Certainly! Let's go through the problem step-by-step to determine how much Austin should pay for the bond now, given the bond will mature to [tex]$5500 in seven years with an interest rate of 2% per year, compounded continuously.
### Step-by-Step Solution
1. Identify the given information:
- Future Value (\( A \)): $[/tex]5500
- Annual Interest Rate ([tex]\( r \)[/tex]): 2% or 0.02 (in decimal form)

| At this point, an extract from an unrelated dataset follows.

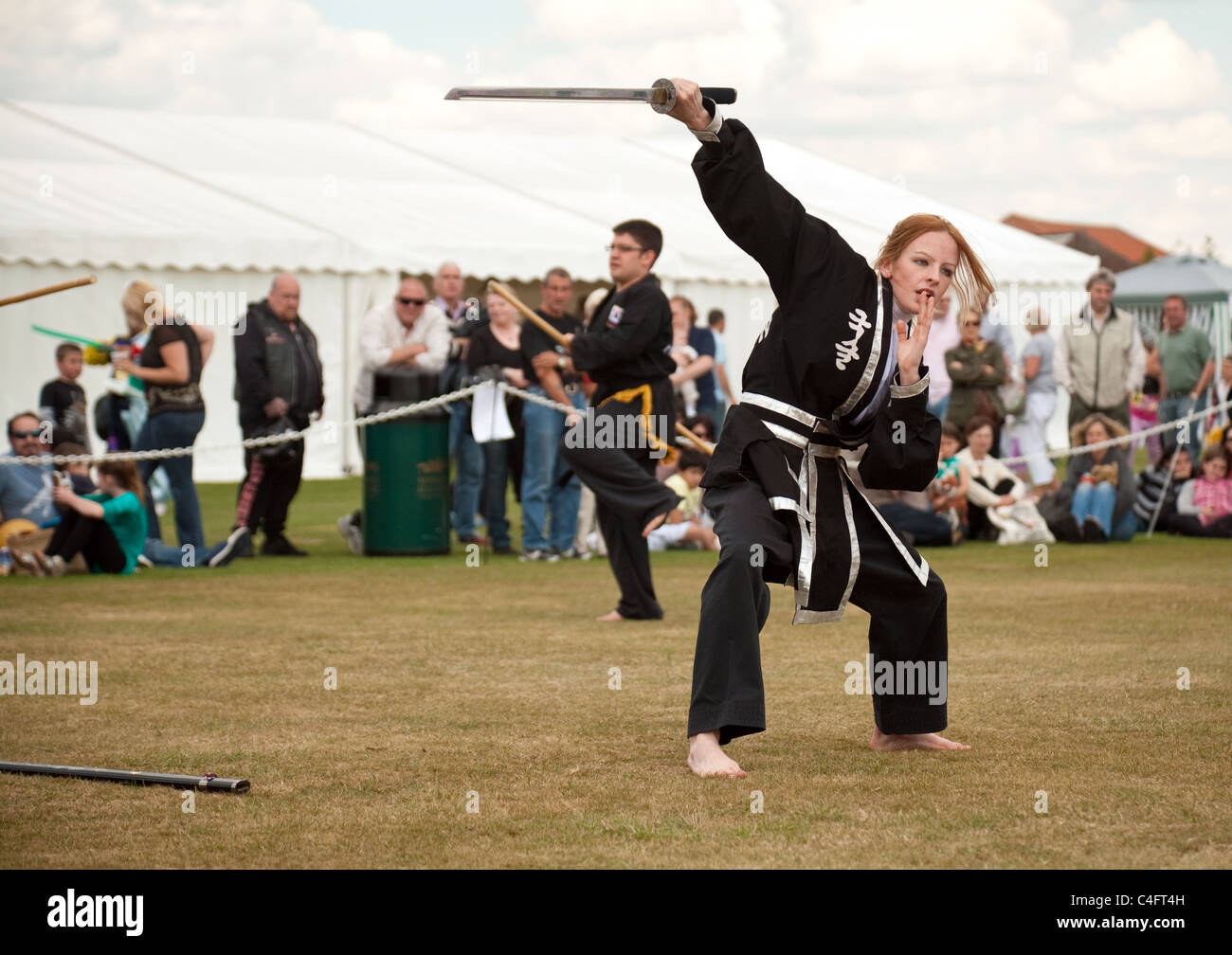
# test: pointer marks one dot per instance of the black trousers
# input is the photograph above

- Time ([tex]\( t \)[/tex]): 7 years
2. Understand the formula for continuous compounding:
The formula for continuous compounding is:
[tex]\[
A = P \cdot e^{rt}
\][/tex]
where:
- [tex]\( A \)[/tex] is the amount of money accumulated after n years, including interest.
- [tex]\( P \)[/tex] is the principal amount (the initial amount of money).

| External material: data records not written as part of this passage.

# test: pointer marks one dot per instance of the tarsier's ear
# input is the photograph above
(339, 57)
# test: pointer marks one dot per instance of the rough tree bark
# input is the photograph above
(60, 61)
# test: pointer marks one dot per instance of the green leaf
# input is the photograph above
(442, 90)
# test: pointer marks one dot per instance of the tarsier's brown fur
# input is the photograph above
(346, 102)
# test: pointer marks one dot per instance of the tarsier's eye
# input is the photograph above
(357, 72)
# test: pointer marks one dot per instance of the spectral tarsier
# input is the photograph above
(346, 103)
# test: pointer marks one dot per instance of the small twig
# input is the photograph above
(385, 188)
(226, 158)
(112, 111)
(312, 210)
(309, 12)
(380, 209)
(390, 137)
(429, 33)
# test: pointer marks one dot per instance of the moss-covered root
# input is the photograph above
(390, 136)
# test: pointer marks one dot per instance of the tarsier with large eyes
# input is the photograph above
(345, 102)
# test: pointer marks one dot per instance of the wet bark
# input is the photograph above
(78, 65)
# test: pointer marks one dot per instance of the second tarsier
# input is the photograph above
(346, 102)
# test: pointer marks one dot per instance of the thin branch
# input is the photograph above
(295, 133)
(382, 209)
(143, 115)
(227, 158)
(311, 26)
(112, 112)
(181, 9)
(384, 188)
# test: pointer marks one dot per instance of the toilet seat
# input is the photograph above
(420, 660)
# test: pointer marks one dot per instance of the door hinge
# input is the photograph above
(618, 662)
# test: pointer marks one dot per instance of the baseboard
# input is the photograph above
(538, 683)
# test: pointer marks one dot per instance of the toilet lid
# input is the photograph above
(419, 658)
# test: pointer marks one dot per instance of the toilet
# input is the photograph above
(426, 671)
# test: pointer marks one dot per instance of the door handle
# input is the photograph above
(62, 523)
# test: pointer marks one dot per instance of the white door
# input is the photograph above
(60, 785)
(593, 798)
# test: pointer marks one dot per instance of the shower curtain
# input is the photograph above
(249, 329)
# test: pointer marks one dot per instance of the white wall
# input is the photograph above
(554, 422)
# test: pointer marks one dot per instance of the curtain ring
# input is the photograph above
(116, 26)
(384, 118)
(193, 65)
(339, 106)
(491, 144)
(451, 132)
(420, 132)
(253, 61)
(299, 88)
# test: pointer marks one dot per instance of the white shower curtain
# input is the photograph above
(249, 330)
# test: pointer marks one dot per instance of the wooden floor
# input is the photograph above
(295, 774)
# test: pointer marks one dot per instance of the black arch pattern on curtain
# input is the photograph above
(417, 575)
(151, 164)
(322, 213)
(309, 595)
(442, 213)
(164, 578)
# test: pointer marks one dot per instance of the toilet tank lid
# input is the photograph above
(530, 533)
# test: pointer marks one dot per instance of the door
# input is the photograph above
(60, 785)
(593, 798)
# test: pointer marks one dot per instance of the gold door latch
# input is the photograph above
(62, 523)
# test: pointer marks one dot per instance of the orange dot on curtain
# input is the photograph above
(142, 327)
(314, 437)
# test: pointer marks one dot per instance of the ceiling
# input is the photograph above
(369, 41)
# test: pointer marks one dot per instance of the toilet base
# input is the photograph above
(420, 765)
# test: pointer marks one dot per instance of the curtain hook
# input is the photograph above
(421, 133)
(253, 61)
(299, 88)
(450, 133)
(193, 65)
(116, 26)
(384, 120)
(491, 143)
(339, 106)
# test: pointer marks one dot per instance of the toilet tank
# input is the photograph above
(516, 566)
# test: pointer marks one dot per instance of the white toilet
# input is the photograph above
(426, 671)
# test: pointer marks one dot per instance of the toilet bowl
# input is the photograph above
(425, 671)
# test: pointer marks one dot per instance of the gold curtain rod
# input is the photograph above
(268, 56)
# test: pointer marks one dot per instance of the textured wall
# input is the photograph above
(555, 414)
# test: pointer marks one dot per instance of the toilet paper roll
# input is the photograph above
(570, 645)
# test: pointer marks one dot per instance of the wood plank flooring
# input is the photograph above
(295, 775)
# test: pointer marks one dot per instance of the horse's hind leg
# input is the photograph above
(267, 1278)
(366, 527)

- [tex]\( e \)[/tex] is the base of the natural logarithm (approximately equal to 2.71828).
- [tex]\( r \)[/tex] is the annual interest rate (decimal).
- [tex]\( t \)[/tex] is the time the money is invested for in years.

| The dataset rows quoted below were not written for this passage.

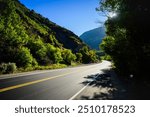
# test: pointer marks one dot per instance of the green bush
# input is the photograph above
(8, 68)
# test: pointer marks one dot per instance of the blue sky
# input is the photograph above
(76, 15)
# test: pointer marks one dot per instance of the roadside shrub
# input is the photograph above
(6, 68)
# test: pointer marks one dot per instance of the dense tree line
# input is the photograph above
(127, 40)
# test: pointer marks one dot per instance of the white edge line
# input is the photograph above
(73, 97)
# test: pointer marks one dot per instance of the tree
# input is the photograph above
(68, 56)
(127, 33)
(79, 57)
(24, 58)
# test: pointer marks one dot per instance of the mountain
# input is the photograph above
(28, 39)
(94, 37)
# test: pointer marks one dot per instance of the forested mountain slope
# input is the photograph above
(94, 37)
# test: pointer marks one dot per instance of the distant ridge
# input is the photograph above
(94, 37)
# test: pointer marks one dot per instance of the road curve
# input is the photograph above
(61, 84)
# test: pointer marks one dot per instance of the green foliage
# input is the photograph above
(8, 68)
(79, 57)
(68, 56)
(54, 54)
(127, 33)
(89, 56)
(24, 58)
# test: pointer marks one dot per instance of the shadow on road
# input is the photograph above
(104, 88)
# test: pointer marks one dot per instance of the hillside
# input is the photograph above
(94, 37)
(28, 39)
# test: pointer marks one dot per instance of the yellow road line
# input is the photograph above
(30, 83)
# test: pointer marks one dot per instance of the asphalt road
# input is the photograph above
(61, 84)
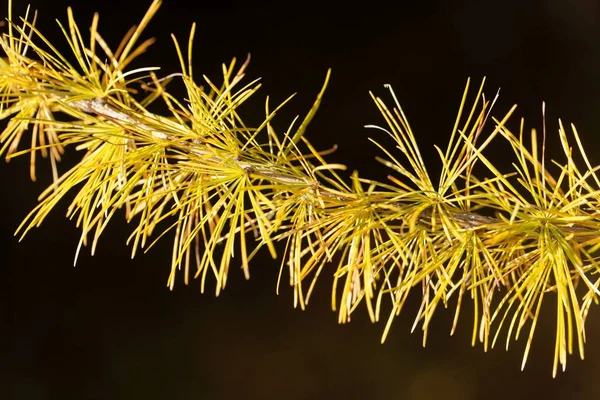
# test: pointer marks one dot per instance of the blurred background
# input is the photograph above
(110, 329)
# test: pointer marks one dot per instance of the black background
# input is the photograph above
(110, 329)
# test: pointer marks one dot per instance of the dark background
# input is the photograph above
(110, 329)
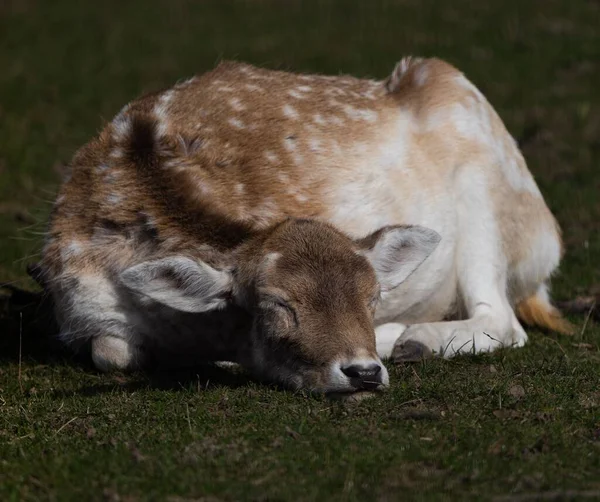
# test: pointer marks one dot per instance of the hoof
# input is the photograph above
(410, 352)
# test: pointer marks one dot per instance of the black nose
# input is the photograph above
(363, 376)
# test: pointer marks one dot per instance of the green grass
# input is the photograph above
(504, 426)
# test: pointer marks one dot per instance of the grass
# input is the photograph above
(516, 425)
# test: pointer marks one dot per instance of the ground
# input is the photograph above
(516, 425)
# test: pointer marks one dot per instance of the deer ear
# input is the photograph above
(180, 283)
(396, 252)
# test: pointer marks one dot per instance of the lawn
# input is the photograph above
(516, 425)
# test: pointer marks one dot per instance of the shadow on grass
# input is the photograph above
(28, 334)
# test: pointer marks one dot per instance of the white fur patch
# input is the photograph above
(295, 94)
(318, 119)
(72, 249)
(386, 336)
(290, 112)
(237, 123)
(161, 112)
(236, 104)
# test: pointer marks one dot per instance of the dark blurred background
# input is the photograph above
(445, 427)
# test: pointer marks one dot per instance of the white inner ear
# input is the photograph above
(399, 252)
(180, 283)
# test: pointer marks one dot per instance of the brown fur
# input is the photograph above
(535, 312)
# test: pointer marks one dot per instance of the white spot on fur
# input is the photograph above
(161, 112)
(265, 213)
(121, 127)
(334, 119)
(271, 157)
(236, 104)
(290, 144)
(319, 119)
(360, 113)
(290, 112)
(237, 123)
(421, 75)
(114, 198)
(117, 153)
(74, 248)
(295, 94)
(315, 144)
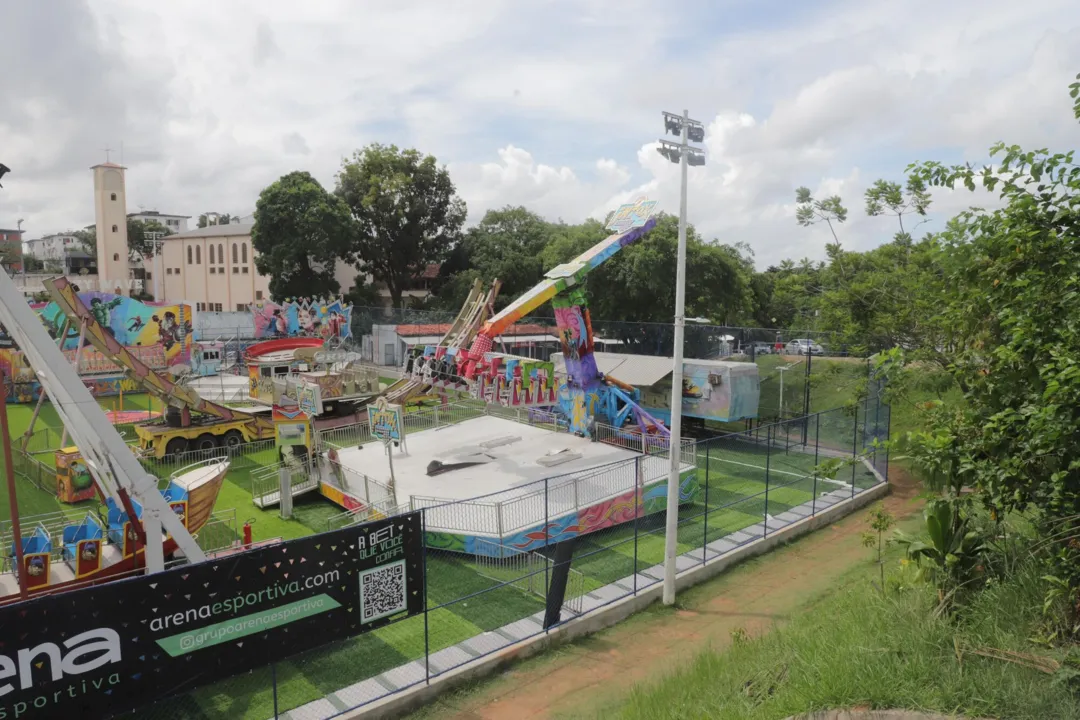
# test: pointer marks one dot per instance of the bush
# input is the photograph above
(882, 652)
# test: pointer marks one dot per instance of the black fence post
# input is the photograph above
(423, 565)
(768, 454)
(638, 508)
(806, 395)
(547, 565)
(704, 532)
(817, 445)
(888, 436)
(273, 680)
(854, 450)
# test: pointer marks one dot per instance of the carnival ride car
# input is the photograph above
(144, 525)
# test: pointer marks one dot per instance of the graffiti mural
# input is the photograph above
(302, 316)
(133, 324)
(160, 336)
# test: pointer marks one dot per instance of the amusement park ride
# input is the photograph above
(144, 525)
(464, 362)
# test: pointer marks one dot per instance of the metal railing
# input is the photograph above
(267, 483)
(364, 515)
(750, 486)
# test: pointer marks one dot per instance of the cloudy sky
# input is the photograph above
(550, 104)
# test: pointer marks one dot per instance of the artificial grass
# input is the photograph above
(464, 603)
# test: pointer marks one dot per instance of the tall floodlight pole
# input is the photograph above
(685, 155)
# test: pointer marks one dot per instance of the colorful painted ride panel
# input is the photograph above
(302, 317)
(132, 323)
(609, 513)
(157, 336)
(157, 383)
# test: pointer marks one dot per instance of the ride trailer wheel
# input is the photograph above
(205, 442)
(176, 446)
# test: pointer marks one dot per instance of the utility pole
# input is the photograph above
(685, 155)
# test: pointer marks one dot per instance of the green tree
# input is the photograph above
(885, 198)
(32, 263)
(505, 245)
(637, 285)
(1013, 280)
(810, 211)
(138, 242)
(300, 232)
(206, 219)
(406, 211)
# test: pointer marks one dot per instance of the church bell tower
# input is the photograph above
(110, 212)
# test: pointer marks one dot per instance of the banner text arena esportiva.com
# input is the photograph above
(246, 599)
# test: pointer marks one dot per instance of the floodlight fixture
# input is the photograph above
(670, 150)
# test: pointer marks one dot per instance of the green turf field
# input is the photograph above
(732, 496)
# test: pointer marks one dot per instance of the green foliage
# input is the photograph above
(406, 212)
(885, 198)
(505, 245)
(950, 554)
(1014, 301)
(859, 648)
(300, 231)
(32, 263)
(809, 211)
(138, 242)
(880, 521)
(207, 219)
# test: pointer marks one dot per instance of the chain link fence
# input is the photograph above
(746, 485)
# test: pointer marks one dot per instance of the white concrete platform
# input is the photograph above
(503, 490)
(501, 467)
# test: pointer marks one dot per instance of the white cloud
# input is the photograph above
(553, 105)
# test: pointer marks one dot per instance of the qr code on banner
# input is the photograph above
(382, 592)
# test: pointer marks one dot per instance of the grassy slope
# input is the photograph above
(858, 649)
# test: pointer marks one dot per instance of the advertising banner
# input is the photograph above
(159, 635)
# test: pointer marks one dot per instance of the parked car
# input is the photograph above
(804, 347)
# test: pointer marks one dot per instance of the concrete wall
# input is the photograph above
(227, 284)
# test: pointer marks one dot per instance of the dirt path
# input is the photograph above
(586, 676)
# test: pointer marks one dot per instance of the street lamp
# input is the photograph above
(685, 154)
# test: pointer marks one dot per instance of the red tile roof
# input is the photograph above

3. Rearrange the formula to solve for [tex]\( P \)[/tex]:
[tex]\[
P = \frac{A}{e^{rt}}
\][/tex]
4. Substitute the given values into the rearranged formula:
[tex]\[
P = \frac{5500}{e^{0.02 \cdot 7}}
\][/tex]
5. Evaluate the exponent:
[tex]\[
0.02 \times 7 = 0.14
\][/tex]
6. Raise [tex]\( e \)[/tex] to the power of 0.14:
[tex]\[
e^{0.14} \approx 1.15027
\][/tex]
7. Divide [tex]$5500 by the result of \( e^{0.14} \):
\[
P = \frac{5500}{1.15027} \approx 4781.47
\]
### Conclusion
After evaluating all the steps, Austin should pay approximately $[/tex]4781.47 for the bond now. This ensures that the amount will grow to $5500 in seven years at an interest rate of 2% per year, compounded continuously.